I mean, I think there's value in protecting a continuing enterprise. Most of the fault of our copyright laws fall on Disney. And to be honest: I think it's okay if Disney retains a near-perpetual copyright on Mickey Mouse, as they're actively continuing to build on and produce content, and otherwise exploit that resource.

I am most irritated about copyright holding on abandoned works. If a book or game or movie is not republished, continued, redistributed, etc. by the copyright holder for a number of years, I feel like their copyright should expire so that others may do as they wish to copy and distribute and build on.

I think there's a place a line could be drawn there: I feel Disney tends to use and continue and redistribute their assets for a very long time. If you want them, you can find them. I don't feel like Conan Doyle's estate should be able to basically copyright troll and just solicit license fees... if it was truly interested in maintaining control of Sherlock Holmes, it would be actively pursuing new stories from within itself, not just trying to tax people who create new content.

The easiest way I’ve thought of to do this is simply to have companies pay to keep their copyright. And have it scale with time.

You get... 20 years? If you want 21, it costs 1,000. If you want year 100, it costs 1,000,000. Some sort of scale to it. If something isn’t worth 1,000, let the public have it. And the older it is, the more you need to justify its value. Disney is the perfect example. They pay some price, maybe 50M/yr to keep their multi billion dollar enterprise afloat seems a good trade off for the public good. I’m sure there are much better numbers but if you aren’t willing to put any skin into owning your copyrights, the public should get them. Having culture as a whole perpetually owned is not healthy.

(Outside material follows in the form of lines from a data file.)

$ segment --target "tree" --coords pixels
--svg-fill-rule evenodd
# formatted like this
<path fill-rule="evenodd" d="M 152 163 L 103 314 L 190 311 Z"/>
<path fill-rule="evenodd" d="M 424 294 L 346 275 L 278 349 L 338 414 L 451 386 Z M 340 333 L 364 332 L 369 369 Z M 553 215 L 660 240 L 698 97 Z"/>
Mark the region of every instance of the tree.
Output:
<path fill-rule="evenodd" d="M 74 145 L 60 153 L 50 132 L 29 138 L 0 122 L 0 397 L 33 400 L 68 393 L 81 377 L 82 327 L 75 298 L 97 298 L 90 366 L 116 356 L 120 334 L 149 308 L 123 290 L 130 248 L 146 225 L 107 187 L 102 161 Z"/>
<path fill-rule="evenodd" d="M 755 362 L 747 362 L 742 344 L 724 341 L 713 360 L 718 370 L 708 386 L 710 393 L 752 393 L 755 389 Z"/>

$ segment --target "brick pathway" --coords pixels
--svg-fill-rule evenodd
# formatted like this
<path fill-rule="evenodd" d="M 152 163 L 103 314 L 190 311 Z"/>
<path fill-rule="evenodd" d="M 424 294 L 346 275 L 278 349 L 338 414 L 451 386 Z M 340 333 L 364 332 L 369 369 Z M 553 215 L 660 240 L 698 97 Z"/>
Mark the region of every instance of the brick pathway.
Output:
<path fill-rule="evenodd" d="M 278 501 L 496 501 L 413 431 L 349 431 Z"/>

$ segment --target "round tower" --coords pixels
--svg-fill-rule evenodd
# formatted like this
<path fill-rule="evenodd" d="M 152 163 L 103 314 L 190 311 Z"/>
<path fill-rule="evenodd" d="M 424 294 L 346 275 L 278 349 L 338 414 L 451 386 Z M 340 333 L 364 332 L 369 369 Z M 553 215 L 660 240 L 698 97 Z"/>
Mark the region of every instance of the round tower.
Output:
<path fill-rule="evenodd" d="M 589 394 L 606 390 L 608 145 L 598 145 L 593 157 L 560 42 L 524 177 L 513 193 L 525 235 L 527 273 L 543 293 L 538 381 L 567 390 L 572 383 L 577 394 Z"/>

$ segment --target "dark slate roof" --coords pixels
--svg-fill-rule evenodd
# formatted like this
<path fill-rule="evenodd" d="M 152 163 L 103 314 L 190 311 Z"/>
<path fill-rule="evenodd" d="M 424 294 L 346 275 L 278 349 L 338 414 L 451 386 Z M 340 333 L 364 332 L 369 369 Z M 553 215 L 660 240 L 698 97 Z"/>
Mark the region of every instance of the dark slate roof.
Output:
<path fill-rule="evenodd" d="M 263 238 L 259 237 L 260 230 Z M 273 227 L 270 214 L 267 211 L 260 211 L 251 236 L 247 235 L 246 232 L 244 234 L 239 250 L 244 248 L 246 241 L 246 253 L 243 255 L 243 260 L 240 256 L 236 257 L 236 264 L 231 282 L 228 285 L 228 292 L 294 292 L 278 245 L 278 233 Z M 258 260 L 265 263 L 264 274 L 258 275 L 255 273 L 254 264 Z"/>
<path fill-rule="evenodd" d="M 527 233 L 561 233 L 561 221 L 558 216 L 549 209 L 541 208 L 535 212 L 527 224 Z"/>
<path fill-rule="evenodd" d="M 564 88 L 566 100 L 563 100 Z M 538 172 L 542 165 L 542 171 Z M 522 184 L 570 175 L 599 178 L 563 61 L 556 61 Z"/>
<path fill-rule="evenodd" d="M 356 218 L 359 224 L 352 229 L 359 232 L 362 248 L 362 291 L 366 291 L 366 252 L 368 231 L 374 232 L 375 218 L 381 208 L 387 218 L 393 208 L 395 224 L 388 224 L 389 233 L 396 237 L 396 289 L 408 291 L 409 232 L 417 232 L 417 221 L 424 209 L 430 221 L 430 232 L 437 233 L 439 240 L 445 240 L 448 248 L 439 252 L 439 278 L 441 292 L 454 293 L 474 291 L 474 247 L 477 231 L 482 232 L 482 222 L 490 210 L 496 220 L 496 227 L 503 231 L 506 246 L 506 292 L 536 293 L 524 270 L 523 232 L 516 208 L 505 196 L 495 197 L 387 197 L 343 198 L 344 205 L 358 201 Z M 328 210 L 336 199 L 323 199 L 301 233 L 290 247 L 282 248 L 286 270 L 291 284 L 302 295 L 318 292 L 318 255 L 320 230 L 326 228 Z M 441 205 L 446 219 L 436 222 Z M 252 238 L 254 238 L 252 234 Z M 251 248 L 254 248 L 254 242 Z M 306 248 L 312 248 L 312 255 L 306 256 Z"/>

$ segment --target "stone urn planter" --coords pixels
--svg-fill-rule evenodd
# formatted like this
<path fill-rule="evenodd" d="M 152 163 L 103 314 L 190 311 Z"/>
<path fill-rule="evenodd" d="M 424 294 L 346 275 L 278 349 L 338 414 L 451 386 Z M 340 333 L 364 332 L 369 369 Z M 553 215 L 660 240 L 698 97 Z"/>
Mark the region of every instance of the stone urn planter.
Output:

This is a good idea. How to implement it would be tricky as Disney is just one example of a copyright holder (that does tend to go overboard). What about someone poor who has inherited a copyright to say a musical piece that isn't commercial yet but s/he would like to work on and expand one day? Would this idea impact them negatively?
Probably but this seems like the most edge of edge cases.

Also if it got popular, the recording would still be copyrighted.

About the turn of the twentieth century, American actor William Gillette was writing a stage play about Sherlock Holmes. Gillette wrote to Conan Doyle asking if he would object to Gillette having Holmes get married in the play. Doyle wrote back telling Gillette he could marry Holmes, murder Holmes, or do whatever he wanted to do with Holmes. (Story told in Vincent Starrett's The Private Life of Sherlock Holmes [Macmillan, New York, 1933].)